Изменить размер шрифта - +

Мать была верующим человеком, она веровала во Святую Троицу и во Святое Воскресение Христово. Еще она была уверена в том, что невинные души расстрелянных мирных жителей вопиют к Богу, и нет им числа, и напоминают они кишащее людское море. "Окиян". Об этом ей, кажется, рассказывал отец, тот самый, который в 1939 году участвовал в велопробеге по маршруту Судак Феодосия. Рассказывал тайно, шепотом, прикровенно.

Во время войны он служил штурманом в эскадрилье торпедоносцев где-то под Мурманском. Вспоминал, как они сутки напролет могли лететь над морем, над океаном, как на рассвете они выходили в заданный квадрат, перестраивались в боевой порядок и торпедировали загруженный много выше ватерлинии боеприпасами военный транспорт. Так как самолеты выходили на эшелон до ста метров, то можно было видеть, как люди прыгали за борт в ледяную воду, и черные вздувшиеся бушлаты потом еще долго тянулись по кромке переливающегося кобальтовой слюдой нефтяного пятна. Из трех самолетов, уходивших на задание, на базу, как правило, возвращался только один - полуобгоревший, изрешеченный осколками, с насквозь прошитым из зенитных пулеметов фюзеляжем по центроплану, на одном двигателе. Техники выбегали на выложенную рифлеными стальными плитами рулежку, снимали промасленные, пропахшие потом фуражки и начинали размахивать ими навстречу торпедоносцу, который тяжело вываливался из низкой февральской облачности, видели, как от самолета откалываются оплавленные куски, а из густо смазанных дымящимся тавотом лонжеронов на землю высыпаются стреляные гильзы. Потом, уже после посадки, из забрызганного кровью фонаря вытаскивали мертвого стрелка-торпедиста. Отец матери выбирался сам, переваливался из кабины на крыло и страшным голосом требовал, чтобы ему принесли галоши. Галоши ему тут же приносили, и он, кряхтя, напяливал их поверх унтов, затем спускался на землю и, не оглядываясь, брел по летному полю.
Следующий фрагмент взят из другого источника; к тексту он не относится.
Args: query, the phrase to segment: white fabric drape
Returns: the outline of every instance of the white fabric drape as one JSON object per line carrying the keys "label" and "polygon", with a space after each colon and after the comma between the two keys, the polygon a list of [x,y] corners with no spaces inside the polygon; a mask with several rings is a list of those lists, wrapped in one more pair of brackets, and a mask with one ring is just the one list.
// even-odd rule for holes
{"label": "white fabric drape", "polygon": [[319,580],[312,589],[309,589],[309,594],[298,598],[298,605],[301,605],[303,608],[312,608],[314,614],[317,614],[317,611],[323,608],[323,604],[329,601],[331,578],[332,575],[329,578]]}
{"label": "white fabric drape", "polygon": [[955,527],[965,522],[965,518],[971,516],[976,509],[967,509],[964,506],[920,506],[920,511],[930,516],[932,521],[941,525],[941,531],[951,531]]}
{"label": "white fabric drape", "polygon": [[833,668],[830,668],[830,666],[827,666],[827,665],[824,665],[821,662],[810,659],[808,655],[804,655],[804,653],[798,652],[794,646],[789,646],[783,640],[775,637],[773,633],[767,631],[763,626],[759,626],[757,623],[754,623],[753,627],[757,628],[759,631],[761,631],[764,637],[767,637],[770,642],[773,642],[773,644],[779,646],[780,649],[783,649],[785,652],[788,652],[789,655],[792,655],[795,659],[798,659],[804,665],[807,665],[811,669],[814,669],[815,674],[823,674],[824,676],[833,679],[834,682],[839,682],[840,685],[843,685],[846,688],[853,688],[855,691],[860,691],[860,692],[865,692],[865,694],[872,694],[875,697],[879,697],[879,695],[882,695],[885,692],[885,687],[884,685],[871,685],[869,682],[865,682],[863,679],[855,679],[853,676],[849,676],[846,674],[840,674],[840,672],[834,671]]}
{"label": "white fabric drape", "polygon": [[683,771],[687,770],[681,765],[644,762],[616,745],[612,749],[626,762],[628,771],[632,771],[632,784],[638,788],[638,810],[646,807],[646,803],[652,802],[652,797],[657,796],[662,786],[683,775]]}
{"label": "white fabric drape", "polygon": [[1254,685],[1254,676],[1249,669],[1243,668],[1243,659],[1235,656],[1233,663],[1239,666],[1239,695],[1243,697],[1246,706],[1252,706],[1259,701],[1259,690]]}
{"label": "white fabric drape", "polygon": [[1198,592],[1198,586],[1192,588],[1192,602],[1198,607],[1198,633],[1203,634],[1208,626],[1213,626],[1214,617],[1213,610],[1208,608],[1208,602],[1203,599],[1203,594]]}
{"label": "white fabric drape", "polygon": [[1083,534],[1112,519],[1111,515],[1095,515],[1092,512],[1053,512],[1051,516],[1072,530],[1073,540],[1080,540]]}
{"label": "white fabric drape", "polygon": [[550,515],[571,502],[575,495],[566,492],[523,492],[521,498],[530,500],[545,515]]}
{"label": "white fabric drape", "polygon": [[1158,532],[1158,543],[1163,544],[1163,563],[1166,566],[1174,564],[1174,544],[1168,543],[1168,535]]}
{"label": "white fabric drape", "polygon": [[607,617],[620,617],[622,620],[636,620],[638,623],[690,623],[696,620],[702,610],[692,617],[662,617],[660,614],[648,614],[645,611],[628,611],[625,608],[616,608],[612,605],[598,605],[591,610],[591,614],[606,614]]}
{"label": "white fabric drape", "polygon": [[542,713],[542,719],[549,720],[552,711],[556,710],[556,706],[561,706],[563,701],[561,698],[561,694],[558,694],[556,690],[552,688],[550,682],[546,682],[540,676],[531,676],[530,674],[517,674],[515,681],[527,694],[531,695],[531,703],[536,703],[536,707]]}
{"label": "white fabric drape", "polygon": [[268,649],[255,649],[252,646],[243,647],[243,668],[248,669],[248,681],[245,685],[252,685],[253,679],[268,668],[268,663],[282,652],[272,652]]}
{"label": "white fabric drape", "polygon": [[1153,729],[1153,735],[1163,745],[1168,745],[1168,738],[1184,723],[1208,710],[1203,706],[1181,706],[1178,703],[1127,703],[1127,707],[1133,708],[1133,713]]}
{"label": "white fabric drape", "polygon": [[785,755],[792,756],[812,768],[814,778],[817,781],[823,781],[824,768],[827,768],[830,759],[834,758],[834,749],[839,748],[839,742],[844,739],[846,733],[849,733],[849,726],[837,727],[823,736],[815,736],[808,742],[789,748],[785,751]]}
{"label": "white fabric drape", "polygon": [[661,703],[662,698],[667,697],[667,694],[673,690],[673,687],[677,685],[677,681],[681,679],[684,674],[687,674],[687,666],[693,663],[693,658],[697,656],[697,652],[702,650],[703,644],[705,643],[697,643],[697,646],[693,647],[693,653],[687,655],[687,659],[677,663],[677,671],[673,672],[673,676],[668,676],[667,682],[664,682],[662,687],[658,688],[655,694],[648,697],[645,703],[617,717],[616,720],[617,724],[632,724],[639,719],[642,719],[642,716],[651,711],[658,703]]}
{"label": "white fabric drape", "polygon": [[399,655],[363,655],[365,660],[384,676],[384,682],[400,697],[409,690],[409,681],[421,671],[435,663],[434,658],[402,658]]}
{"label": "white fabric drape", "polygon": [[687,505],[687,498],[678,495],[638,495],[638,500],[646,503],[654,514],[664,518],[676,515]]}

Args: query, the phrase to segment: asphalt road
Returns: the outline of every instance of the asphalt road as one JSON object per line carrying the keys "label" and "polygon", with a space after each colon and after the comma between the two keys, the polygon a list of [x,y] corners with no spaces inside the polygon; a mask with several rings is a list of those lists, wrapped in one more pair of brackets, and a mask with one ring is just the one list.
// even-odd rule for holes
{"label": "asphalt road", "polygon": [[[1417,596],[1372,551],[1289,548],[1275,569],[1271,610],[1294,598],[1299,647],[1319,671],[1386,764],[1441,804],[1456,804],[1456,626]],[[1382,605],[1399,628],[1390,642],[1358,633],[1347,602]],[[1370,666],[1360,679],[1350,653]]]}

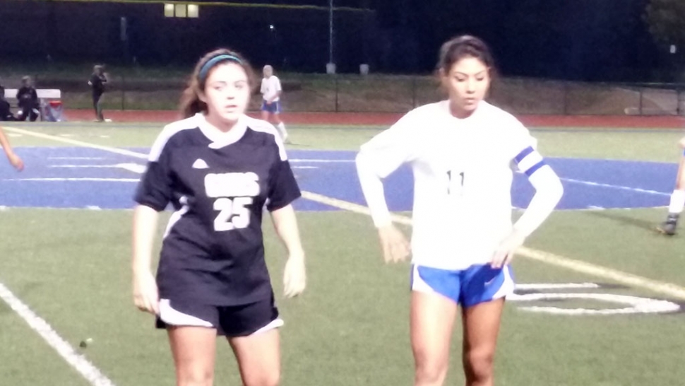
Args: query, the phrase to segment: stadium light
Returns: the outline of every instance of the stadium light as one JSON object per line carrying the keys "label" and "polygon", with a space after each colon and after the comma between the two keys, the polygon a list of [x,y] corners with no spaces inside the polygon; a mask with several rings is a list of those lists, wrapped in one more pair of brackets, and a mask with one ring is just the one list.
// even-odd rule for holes
{"label": "stadium light", "polygon": [[200,17],[200,6],[197,4],[188,4],[188,17],[189,18],[199,18]]}
{"label": "stadium light", "polygon": [[166,4],[164,5],[164,17],[174,17],[174,4]]}
{"label": "stadium light", "polygon": [[326,66],[327,74],[335,74],[333,62],[333,0],[328,3],[328,64]]}
{"label": "stadium light", "polygon": [[187,10],[186,4],[175,4],[176,5],[176,17],[177,18],[185,18],[187,15]]}

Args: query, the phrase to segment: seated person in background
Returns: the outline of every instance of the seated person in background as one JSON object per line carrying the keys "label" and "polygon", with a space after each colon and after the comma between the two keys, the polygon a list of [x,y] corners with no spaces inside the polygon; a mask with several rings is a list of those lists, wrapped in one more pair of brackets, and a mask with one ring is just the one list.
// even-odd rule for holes
{"label": "seated person in background", "polygon": [[32,122],[35,122],[38,118],[38,109],[40,105],[38,103],[38,93],[33,88],[30,76],[24,76],[21,78],[21,88],[17,91],[17,101],[19,106],[19,116],[17,120],[25,121],[29,118]]}
{"label": "seated person in background", "polygon": [[13,121],[14,115],[10,110],[9,102],[5,99],[5,87],[0,79],[0,121]]}
{"label": "seated person in background", "polygon": [[16,120],[14,115],[12,114],[12,110],[10,110],[9,102],[7,102],[4,96],[4,94],[0,94],[0,121]]}

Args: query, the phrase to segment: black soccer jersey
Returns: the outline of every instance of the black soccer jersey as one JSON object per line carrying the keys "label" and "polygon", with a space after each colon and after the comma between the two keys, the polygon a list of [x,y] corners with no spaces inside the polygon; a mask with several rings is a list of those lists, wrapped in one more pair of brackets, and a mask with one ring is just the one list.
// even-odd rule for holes
{"label": "black soccer jersey", "polygon": [[160,298],[235,305],[267,298],[262,209],[300,191],[270,124],[243,116],[227,133],[202,115],[167,126],[150,150],[135,200],[175,211],[165,233]]}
Летать он начал в Москве еще в 1934 году на аэродроме Центрального аэроклуба в Тушине. Об этом Авель узнал совершенно случайно, когда уже в Ленинграде среди бумаг, привезенных сюда неизвестно зачем из Воронежа, он нашел перевязанную жгутом стопку писем и пожелтевших от времени фотографий деда. На обороте одной из фотографий, достаточно пересвеченной, с размазанным, видимо, во время печати небом, карандашом была составлена планерная полетная карта: "Сегодня, 18 мая 1935 года. Средняя облачность. Доходящий до штормового, резкий северо-западный ветер. После ночного дождя состояние взлетной полосы удовлетворительное. Поднялись в воздух в одиннадцать тридцать. Разводящий ушел. Получил разрешение на выполнение упражнения "треугольник". Приступил к выполнению упражнения "треугольник". Прошел первый угловой ориентир по колокольне церкви Спаса Преображения, что в Тушине. При выполнении разворота видел, как в церковном дворе складывали невообразимой величины костер, скорее всего жгли строительный мусор. Говорят, что здесь будет аэроклубовское общежитие. Бесформенными клоками к небу поднимался густой, вонючий дым - это солдаты бросали в огонь черные потрескавшиеся доски. Пошел дождь. Видимость резко ухудшилась. Доложил обстановку диспетчеру полета. Получил приказ - продолжать выполнение упражнения "треугольник". При попытке разворота у ориентира по Сходненско-му мосту сильнейшая восходящая атака вывела из строя правый руль высоты и хвостовой спойлер. Планер получил носовой крен до сорока пяти градусов, потолок упал до двухсот метров. При подходе к аэродрому горизонт удалось выровнять. Запросил посадку. Вместо разрешения на посадку получил приказ занять эшелон до тысячи метров и ждать дальнейших команд. Дождь почти прекратился, но ветер усилился до критического. Попытался поймать восходящий поток..."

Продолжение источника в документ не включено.